I recently participated in the Runner’s World Challenge to train for the Flying Pig marathon. I’ve trained for marathons before, but never quite like this. For this marathon, I was being helped by some of the best and most knowledgeable running experts in the nation. And it really paid off.

We’ve all heard the saying that the best business owners and CEOs surround themselves with the best people and that’s what makes them strong and successful. We’ve also heard that surrounding yourself with people and situations that challenge you will help you excel. It’s not any different in racing and my experience with the Runner’s World Challenge is a perfect example of that.

The Flying Pig 2010 was my fourth marathon and my second Flying Pig. In past marathons, I’ve gone out too fast in the first half, only to feel fatigued to a point where I slowed down significantly in the second half. The Challenge training program taught me a lot of things, but one of the most important ones was pacing. Through very strategic and focused workouts designed by the experts at Runner’s World, I was able to truly find my pace, better control it and learn to do a negative split in my training runs, no matter the distance. A negative split means you get faster as the workout progresses instead of slowing down as you fatigue. While this newly found feel for pacing was encouraging, I knew the real proof of what I learned would be on race day when adrenaline is surging and I’m surrounded by other runners who may be pacing faster than I could or should run.

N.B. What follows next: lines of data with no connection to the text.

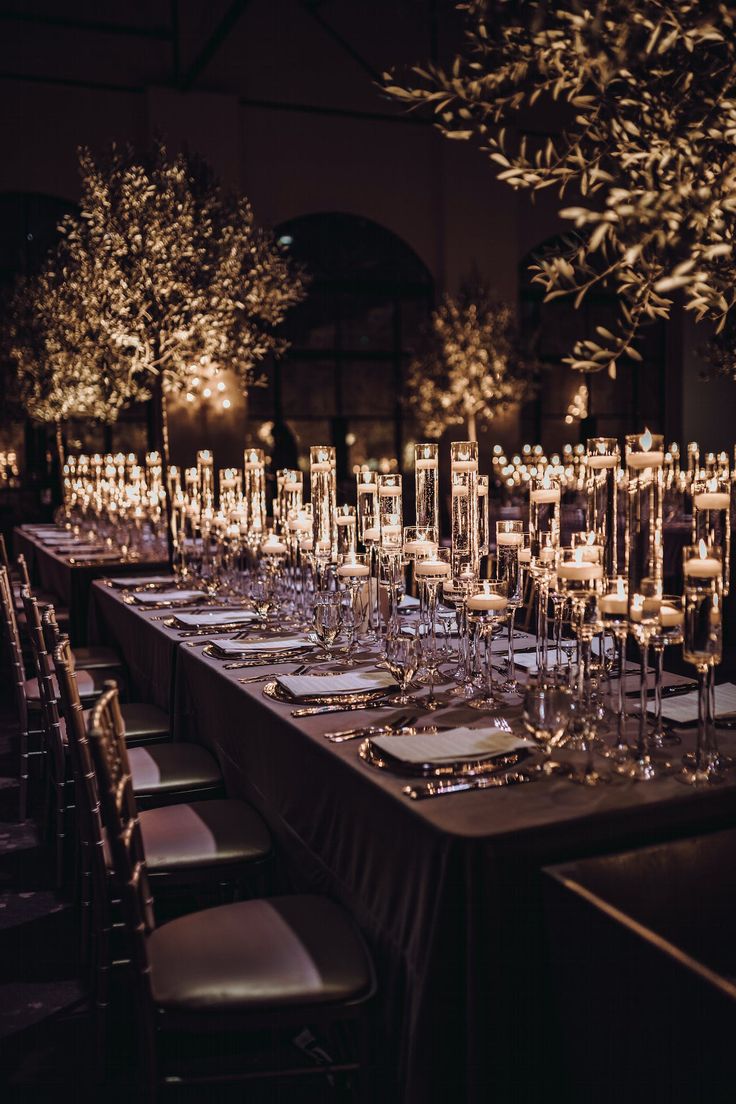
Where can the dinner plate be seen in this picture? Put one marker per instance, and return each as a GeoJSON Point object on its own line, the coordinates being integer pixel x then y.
{"type": "Point", "coordinates": [457, 768]}
{"type": "Point", "coordinates": [277, 692]}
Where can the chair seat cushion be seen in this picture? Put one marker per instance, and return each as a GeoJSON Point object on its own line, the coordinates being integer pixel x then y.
{"type": "Point", "coordinates": [144, 722]}
{"type": "Point", "coordinates": [164, 768]}
{"type": "Point", "coordinates": [258, 955]}
{"type": "Point", "coordinates": [96, 656]}
{"type": "Point", "coordinates": [223, 832]}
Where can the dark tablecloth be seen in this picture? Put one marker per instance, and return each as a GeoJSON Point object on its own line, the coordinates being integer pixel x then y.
{"type": "Point", "coordinates": [68, 582]}
{"type": "Point", "coordinates": [447, 892]}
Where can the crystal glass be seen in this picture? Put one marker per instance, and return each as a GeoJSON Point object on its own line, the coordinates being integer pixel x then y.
{"type": "Point", "coordinates": [487, 606]}
{"type": "Point", "coordinates": [403, 654]}
{"type": "Point", "coordinates": [426, 474]}
{"type": "Point", "coordinates": [603, 463]}
{"type": "Point", "coordinates": [323, 498]}
{"type": "Point", "coordinates": [347, 532]}
{"type": "Point", "coordinates": [546, 714]}
{"type": "Point", "coordinates": [391, 511]}
{"type": "Point", "coordinates": [353, 573]}
{"type": "Point", "coordinates": [703, 647]}
{"type": "Point", "coordinates": [328, 617]}
{"type": "Point", "coordinates": [509, 540]}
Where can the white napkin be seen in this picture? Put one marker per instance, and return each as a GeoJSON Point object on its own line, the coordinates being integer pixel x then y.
{"type": "Point", "coordinates": [448, 746]}
{"type": "Point", "coordinates": [216, 617]}
{"type": "Point", "coordinates": [126, 581]}
{"type": "Point", "coordinates": [152, 596]}
{"type": "Point", "coordinates": [280, 644]}
{"type": "Point", "coordinates": [683, 708]}
{"type": "Point", "coordinates": [306, 686]}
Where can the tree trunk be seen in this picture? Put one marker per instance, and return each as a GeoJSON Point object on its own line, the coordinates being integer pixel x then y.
{"type": "Point", "coordinates": [161, 430]}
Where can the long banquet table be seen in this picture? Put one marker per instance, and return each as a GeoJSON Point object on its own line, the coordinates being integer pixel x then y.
{"type": "Point", "coordinates": [71, 581]}
{"type": "Point", "coordinates": [447, 891]}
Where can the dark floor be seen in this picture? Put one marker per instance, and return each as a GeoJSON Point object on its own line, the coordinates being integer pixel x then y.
{"type": "Point", "coordinates": [45, 1020]}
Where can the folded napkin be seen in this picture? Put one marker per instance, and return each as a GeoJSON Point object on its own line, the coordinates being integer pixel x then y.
{"type": "Point", "coordinates": [256, 647]}
{"type": "Point", "coordinates": [127, 581]}
{"type": "Point", "coordinates": [150, 597]}
{"type": "Point", "coordinates": [683, 708]}
{"type": "Point", "coordinates": [307, 686]}
{"type": "Point", "coordinates": [216, 617]}
{"type": "Point", "coordinates": [450, 746]}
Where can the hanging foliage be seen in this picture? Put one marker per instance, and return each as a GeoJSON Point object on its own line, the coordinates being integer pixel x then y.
{"type": "Point", "coordinates": [470, 367]}
{"type": "Point", "coordinates": [647, 96]}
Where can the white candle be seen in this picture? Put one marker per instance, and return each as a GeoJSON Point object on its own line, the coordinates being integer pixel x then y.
{"type": "Point", "coordinates": [419, 548]}
{"type": "Point", "coordinates": [614, 604]}
{"type": "Point", "coordinates": [712, 500]}
{"type": "Point", "coordinates": [544, 495]}
{"type": "Point", "coordinates": [487, 602]}
{"type": "Point", "coordinates": [354, 570]}
{"type": "Point", "coordinates": [432, 568]}
{"type": "Point", "coordinates": [646, 459]}
{"type": "Point", "coordinates": [703, 568]}
{"type": "Point", "coordinates": [670, 616]}
{"type": "Point", "coordinates": [600, 462]}
{"type": "Point", "coordinates": [579, 572]}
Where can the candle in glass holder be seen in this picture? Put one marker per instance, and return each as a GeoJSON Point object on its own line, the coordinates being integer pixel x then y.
{"type": "Point", "coordinates": [426, 474]}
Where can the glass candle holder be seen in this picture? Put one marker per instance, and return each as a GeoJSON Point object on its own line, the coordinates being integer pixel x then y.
{"type": "Point", "coordinates": [391, 511]}
{"type": "Point", "coordinates": [323, 498]}
{"type": "Point", "coordinates": [703, 647]}
{"type": "Point", "coordinates": [426, 475]}
{"type": "Point", "coordinates": [603, 463]}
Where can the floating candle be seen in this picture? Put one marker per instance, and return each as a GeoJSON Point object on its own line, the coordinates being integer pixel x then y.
{"type": "Point", "coordinates": [712, 500]}
{"type": "Point", "coordinates": [353, 570]}
{"type": "Point", "coordinates": [487, 602]}
{"type": "Point", "coordinates": [428, 568]}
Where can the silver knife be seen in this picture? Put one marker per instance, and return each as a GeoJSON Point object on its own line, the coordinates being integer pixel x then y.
{"type": "Point", "coordinates": [419, 791]}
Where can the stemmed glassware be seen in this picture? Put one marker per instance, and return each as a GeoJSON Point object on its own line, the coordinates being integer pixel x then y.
{"type": "Point", "coordinates": [487, 606]}
{"type": "Point", "coordinates": [509, 540]}
{"type": "Point", "coordinates": [703, 647]}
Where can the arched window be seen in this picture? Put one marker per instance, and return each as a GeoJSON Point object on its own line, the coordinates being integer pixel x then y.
{"type": "Point", "coordinates": [636, 397]}
{"type": "Point", "coordinates": [350, 340]}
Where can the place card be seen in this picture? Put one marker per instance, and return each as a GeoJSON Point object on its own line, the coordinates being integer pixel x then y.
{"type": "Point", "coordinates": [682, 709]}
{"type": "Point", "coordinates": [451, 746]}
{"type": "Point", "coordinates": [216, 617]}
{"type": "Point", "coordinates": [307, 686]}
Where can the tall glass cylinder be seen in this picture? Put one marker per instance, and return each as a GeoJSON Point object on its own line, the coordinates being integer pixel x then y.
{"type": "Point", "coordinates": [366, 497]}
{"type": "Point", "coordinates": [323, 497]}
{"type": "Point", "coordinates": [254, 463]}
{"type": "Point", "coordinates": [544, 497]}
{"type": "Point", "coordinates": [466, 547]}
{"type": "Point", "coordinates": [712, 519]}
{"type": "Point", "coordinates": [603, 463]}
{"type": "Point", "coordinates": [391, 511]}
{"type": "Point", "coordinates": [426, 473]}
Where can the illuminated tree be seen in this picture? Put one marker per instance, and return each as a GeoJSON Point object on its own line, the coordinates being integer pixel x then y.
{"type": "Point", "coordinates": [471, 364]}
{"type": "Point", "coordinates": [648, 102]}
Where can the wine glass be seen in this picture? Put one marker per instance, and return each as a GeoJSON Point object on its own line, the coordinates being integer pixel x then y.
{"type": "Point", "coordinates": [403, 655]}
{"type": "Point", "coordinates": [545, 715]}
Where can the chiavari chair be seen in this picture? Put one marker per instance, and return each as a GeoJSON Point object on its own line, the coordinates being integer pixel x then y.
{"type": "Point", "coordinates": [264, 964]}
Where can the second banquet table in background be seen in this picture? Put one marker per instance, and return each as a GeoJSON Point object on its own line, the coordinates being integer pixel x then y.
{"type": "Point", "coordinates": [447, 891]}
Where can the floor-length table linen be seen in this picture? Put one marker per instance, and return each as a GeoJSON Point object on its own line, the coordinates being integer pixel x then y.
{"type": "Point", "coordinates": [447, 891]}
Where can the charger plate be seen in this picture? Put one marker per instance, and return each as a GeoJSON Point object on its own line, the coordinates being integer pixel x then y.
{"type": "Point", "coordinates": [458, 768]}
{"type": "Point", "coordinates": [277, 692]}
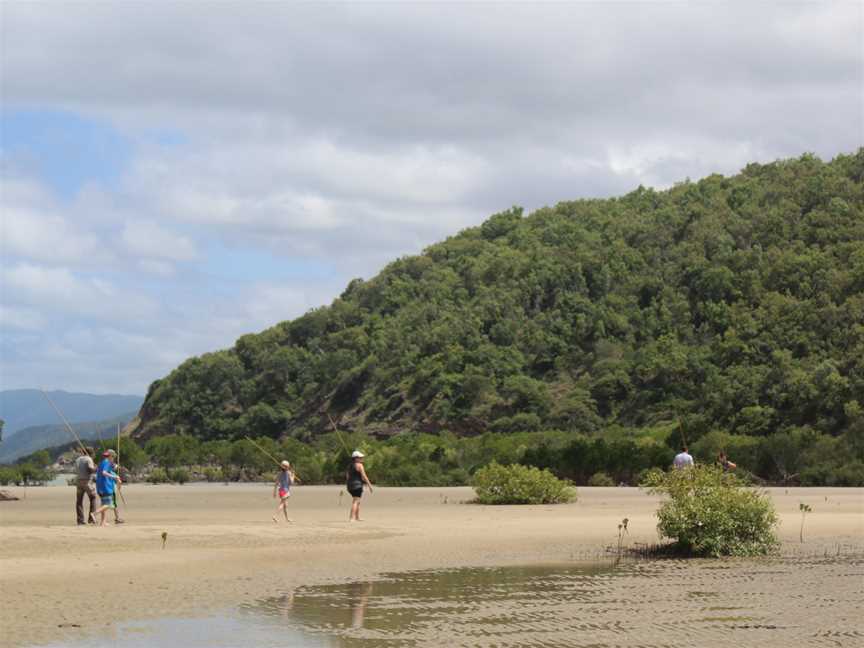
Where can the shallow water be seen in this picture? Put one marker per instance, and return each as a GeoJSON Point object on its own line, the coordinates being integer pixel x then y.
{"type": "Point", "coordinates": [776, 602]}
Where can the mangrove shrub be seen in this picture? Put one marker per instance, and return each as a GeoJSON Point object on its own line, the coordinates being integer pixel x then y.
{"type": "Point", "coordinates": [711, 513]}
{"type": "Point", "coordinates": [517, 484]}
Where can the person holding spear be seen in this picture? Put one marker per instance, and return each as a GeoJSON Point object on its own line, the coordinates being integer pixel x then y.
{"type": "Point", "coordinates": [355, 479]}
{"type": "Point", "coordinates": [284, 479]}
{"type": "Point", "coordinates": [85, 469]}
{"type": "Point", "coordinates": [106, 479]}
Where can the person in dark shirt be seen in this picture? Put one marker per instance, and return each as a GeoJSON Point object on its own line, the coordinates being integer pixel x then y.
{"type": "Point", "coordinates": [355, 480]}
{"type": "Point", "coordinates": [724, 463]}
{"type": "Point", "coordinates": [85, 469]}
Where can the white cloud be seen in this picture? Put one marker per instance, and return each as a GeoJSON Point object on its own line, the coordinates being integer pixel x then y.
{"type": "Point", "coordinates": [152, 241]}
{"type": "Point", "coordinates": [58, 290]}
{"type": "Point", "coordinates": [31, 226]}
{"type": "Point", "coordinates": [21, 318]}
{"type": "Point", "coordinates": [343, 136]}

The other aspect of the Challenge is that it truly challenges you. My personal challenges were to run the race with a negative split and to set a personal record (PR).

Race day comes. It’s lightning, thundering and rain is pouring down. Not exactly ideal conditions to set a personal record for yourself. But I was determined to try. I had trained hard, and I was up for the challenge.

The gun goes off, and it’s my time to implement my new training knowledge. I did. The end result was a finishing time 40 minutes faster than my previous Flying Pig finishing time last year and 20 minutes faster than my fastest marathon time on a different course. I met my second challenge too. I ran a second half that was five minutes faster than my first half and accomplished my goal of running a negative split.

So how does this story relate to business? When we surround ourselves with the best possible people we get stronger. When we challenge ourselves or strive to meet challenges others set for us, we grow in amazing ways and better ourselves and our performance. When we invest in ourselves and our businesses to learn from experts, we avoid making costly mistakes and save ourselves time and money. When we pace ourselves, as individuals and businesses we avoid “blowing up” and losing energy. And when we are energized, everyone around us feels it, including employees, vendors and clients.

So the next time you think you’re going to try to go full speed to the finish line in business, think again. Remember running a business is an endurance race, not a sprint. Pace yourself wisely and you’ll find that when you get to the finish line, you will arrive with energy, a new perspective and a sense of pride for a job well done.